Beneath+Medicine+Tree+hq+pngAhh, Beneath Medicine Tree. An album instrumental in ushering forth what I call “the Spill Canvas Era.” What is the Spill Canvas Era? It’s those couple of years from—roughly—2002 to 2008 where 19- to 24-year-old girls wearing floppy beanies and hemp Toms stroll into their local Best Buy, pick up the newest Spill Canvas album, and proceed to bask in the feminine-voiced indie-rock lusciousness with their heavy-rimmed-glasses-and-leather-bomber-jacketed boyfriends as they drive home in their dark blue latest-model Honda Civics.

I might just have that all wrong, but I like to think it was an actual trend. It might still be going on, for all I know.
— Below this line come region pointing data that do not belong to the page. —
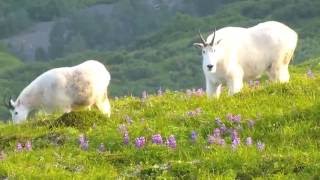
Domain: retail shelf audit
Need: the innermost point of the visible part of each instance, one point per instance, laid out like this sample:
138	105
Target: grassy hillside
285	116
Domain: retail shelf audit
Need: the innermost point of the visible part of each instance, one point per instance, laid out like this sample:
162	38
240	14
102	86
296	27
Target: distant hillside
147	58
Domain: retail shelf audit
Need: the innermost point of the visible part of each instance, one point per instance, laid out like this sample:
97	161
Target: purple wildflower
189	92
211	139
144	95
234	118
310	73
221	141
249	141
171	142
223	128
257	83
28	146
194	136
234	145
198	110
2	155
260	146
216	133
122	128
126	138
251	83
251	123
235	138
157	139
94	126
82	139
218	122
140	142
102	148
160	92
199	92
128	119
84	145
19	147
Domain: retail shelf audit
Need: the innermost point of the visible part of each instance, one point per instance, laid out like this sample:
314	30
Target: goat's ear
219	41
198	45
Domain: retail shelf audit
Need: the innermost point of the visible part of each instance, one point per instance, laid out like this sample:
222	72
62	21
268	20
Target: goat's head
17	109
209	54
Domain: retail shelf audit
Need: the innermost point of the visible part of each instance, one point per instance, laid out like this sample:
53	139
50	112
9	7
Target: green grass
287	121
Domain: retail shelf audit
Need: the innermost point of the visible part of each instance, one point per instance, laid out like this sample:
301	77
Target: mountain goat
64	89
232	55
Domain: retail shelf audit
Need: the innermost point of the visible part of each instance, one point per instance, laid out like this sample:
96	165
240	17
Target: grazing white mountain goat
64	89
234	54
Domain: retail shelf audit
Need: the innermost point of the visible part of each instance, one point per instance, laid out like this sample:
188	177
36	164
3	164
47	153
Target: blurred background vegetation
145	44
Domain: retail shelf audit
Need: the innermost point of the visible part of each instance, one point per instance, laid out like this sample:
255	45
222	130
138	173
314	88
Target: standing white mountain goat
232	55
64	89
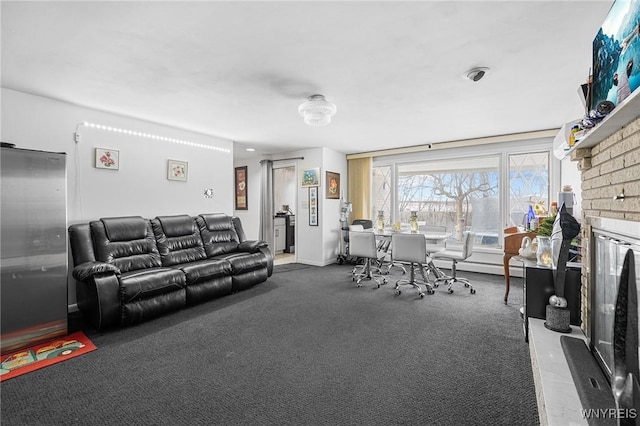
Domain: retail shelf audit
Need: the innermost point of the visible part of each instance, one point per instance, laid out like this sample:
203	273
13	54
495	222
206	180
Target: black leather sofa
131	269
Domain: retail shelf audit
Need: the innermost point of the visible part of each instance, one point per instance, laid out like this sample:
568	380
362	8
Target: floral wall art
177	170
107	159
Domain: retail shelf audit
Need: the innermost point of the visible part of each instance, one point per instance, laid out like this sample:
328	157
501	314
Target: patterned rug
44	354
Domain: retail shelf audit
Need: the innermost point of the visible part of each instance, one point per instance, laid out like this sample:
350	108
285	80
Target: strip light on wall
148	136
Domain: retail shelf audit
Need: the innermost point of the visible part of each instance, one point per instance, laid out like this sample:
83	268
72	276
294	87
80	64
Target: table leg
505	261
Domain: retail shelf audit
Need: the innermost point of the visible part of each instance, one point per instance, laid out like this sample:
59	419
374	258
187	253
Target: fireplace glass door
610	251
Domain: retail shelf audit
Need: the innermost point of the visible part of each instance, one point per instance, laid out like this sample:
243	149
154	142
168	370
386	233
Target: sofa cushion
151	282
139	251
178	239
125	228
245	262
205	269
218	234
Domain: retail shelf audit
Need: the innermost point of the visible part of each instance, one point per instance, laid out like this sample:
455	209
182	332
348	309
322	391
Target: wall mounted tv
616	54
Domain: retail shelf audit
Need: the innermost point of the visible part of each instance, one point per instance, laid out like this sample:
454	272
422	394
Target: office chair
411	249
433	247
366	223
455	256
363	245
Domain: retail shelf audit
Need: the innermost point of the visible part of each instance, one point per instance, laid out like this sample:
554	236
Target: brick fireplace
610	176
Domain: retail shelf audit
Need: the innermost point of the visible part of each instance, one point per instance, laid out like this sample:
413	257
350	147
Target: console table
512	243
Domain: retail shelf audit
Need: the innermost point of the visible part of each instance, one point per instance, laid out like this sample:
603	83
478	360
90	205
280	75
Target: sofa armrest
251	246
89	269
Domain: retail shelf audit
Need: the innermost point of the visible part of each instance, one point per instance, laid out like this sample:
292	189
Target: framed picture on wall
107	159
177	170
241	188
311	177
333	185
314	208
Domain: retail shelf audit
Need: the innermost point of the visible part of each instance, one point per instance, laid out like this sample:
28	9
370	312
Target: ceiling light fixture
317	111
475	74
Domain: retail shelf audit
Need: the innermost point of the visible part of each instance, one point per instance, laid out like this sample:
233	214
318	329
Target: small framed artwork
311	177
333	185
314	208
241	188
177	170
107	159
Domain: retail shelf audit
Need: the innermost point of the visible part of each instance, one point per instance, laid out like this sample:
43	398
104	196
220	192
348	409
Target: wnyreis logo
611	413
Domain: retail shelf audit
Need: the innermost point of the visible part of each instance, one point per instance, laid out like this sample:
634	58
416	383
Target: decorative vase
413	222
543	254
380	221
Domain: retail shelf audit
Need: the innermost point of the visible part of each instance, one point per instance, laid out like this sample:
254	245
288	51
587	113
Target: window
382	184
528	185
461	194
483	188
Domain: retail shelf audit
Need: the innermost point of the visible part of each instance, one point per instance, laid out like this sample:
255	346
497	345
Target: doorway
285	202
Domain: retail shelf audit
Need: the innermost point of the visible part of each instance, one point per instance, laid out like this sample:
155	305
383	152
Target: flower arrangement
545	227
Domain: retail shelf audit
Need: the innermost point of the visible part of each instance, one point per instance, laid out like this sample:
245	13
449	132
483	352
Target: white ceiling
238	70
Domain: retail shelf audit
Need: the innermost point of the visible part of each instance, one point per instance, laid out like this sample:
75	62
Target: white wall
140	186
315	245
333	162
250	218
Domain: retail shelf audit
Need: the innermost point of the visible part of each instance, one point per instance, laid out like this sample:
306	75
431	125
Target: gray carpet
307	347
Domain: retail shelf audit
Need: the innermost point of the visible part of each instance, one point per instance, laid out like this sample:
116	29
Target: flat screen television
616	54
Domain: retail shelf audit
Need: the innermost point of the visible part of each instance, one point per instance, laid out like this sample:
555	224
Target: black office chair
411	249
362	244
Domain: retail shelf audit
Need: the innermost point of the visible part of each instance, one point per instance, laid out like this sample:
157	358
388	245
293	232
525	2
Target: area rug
44	354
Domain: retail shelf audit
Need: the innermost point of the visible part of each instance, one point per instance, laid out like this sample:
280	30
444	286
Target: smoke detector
476	74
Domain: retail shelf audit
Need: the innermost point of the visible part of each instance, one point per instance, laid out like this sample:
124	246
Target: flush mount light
317	111
475	74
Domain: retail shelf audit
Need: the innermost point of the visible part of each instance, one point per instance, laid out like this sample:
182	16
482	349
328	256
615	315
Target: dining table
432	239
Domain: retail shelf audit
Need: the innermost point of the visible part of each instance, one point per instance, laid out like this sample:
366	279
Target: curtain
360	187
266	204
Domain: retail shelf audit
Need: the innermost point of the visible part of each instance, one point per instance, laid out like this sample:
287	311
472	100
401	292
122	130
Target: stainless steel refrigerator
33	286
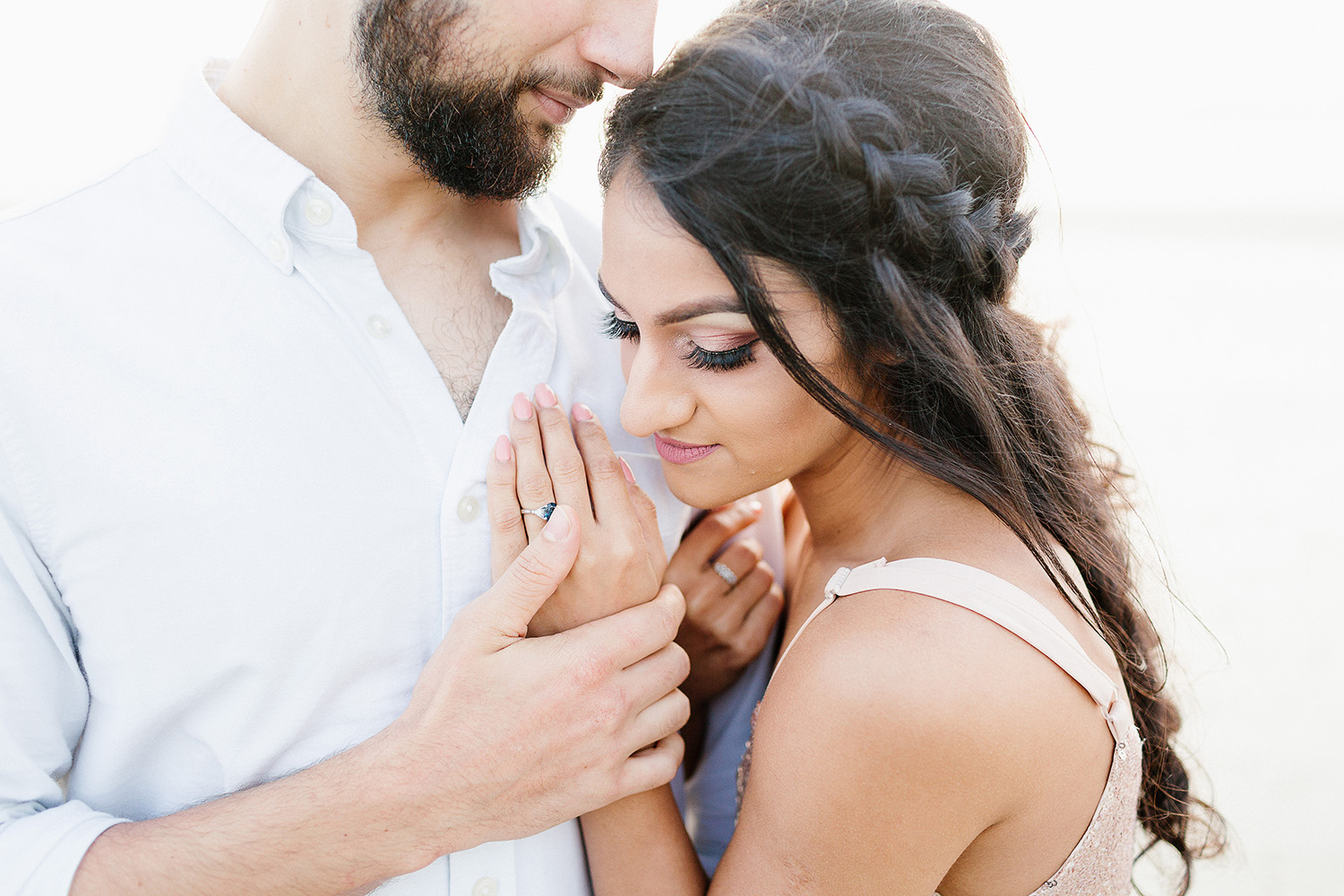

Whatever the case, Copeland’s 2003 debut album, Beneath Medicine Tree, came out exactly ten years ago today, and it’s definitely one of the hallmarks of that era (even if I just made that era up).

A song like leadoff track “Brightest” finds Copeland at their most delicate and vulnerable. Moments like these are not really why I like Copeland; it gets a little too mushy even for my taste. Luckily, they redeem themselves quickly with songs like “Testing the Strong Ones” and the classic “Take Care.” Copeland is—oops, was, they called it quits by 2010—at its core a guitar-based indie-rock band, and the guitar riffs shine through excellently in these tracks.

Next is one of my favorite Copeland tracks, “When Paula Sparks,” written for singer Aaron Marsh’s grandmother. It blends wonderfully into the slow-building “California,” which concludes in an epic—epic by indie rock standards, that is—outro section bolstered by simple but tasteful drumming. More stellar tracks come along later, including “She Changes Your Mind,” “Walking Downtown,” and fan-favorite “Coffee,” which pretty much sums up the Spill-Canvas-Era mentality here with lines like “If it’s not too late for coffee / I’ll be at your place in ten / We’ll hit that all-night diner / And then we’ll see.” Those Spill-Canvasers love all-night-diner java runs, and “Coffee” is their mantra.

On album-closer “When Finally Set Free” the band treads into a more electronic-based aesthetic that would be featured more prominently on later Copeland records like Eat, Sleep, Repeat. It probably shouldn’t work as well as it does. In this song and throughout Beneath Medicine Tree, Aaron Marsh’s high-register wails soar over the guitar foundation, a combination that was really the root of Copeland’s success. Marsh’s voice is one of the most solid aspects of the record and of Copeland in general, if one can get past the “prettiness” of it.

Happy Birthday, Beneath Medicine Tree, and rest in peace Copeland. The band’s 2003 effort is both a sturdy debut release and an important fixture in indie-rock subculture of the mid-2000s. All of those beanie-toting Spill Canvas-types probably moved on by now to Bon Iver and Fleet Foxes, but we can hope they still give credit where credit’s due. If you ask me, that stuff wouldn’t be as popular as it is now without the hard work of bands like Copeland and solid albums like 2003’s Beneath Medicine Tree.